Finalement c'est le travail de Philippe Descolla qui nous intéressera puiqu'il nous permettra de préciser le dénominateur commun de ces diverses visions occidentales du vivant. De plus il nous fournira les informations anthropologiques nécessaires pour pouvoir mieux définir le paradigme occidental par opposition avec d'autres horizons culturels qui proposent chacun une vision différente du rapport de l'homme avec les autres êtres vivants et le reste du monde en général. Enfin le propos de Descolla, en lui-même, s'avérera un bon exemple d'une vision occidentale plus ouverte et plus progressiste du vivant et du non-humain en général.
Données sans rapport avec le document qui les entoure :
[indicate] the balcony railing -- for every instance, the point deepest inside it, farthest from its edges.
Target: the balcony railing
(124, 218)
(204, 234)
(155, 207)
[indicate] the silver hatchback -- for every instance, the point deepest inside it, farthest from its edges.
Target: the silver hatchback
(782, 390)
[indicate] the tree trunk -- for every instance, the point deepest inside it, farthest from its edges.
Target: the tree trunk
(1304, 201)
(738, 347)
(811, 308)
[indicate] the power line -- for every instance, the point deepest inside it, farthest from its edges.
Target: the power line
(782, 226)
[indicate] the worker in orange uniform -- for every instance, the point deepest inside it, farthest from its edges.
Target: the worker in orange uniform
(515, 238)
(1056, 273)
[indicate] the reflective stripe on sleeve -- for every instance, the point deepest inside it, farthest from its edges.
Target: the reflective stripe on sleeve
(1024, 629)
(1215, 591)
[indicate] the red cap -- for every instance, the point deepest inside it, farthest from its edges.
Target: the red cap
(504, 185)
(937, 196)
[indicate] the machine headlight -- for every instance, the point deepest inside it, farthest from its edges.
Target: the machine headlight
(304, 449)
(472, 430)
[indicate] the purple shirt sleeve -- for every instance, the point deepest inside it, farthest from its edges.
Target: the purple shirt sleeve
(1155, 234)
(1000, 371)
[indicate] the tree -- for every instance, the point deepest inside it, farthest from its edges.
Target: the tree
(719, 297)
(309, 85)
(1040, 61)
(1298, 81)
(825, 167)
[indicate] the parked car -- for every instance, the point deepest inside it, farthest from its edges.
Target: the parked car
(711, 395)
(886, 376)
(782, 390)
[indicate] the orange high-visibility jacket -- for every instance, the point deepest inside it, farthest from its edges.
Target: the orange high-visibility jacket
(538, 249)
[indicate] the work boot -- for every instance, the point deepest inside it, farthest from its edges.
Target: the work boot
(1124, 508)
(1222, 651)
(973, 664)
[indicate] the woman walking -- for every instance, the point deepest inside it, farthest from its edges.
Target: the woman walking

La conception cartésienne de la vie

Malgré de nombreux débats sur le sujet, les Anciens s'entendaient en général pour accorder des âmes aux bêtes, des Stoïciens, qui leur refusaient tout de même la raison, à Plutarque, qui leur constatait une intelligence similaire à l'homme. L'immortalité exceptionnelle de l'âme humaine n'est envisagée que par Platon et c'est saint Augustin qui intégrera pleinement cette idée dans le christianisme. Pourtant Montaigne, critiquant la vanité humaine, reprendra les réflexions de Plutarque sur la légitimité de l'homme à s'attribuer ainsi un statut supérieur aux autres animaux, jusqu'à se proclamer l'égal des dieux.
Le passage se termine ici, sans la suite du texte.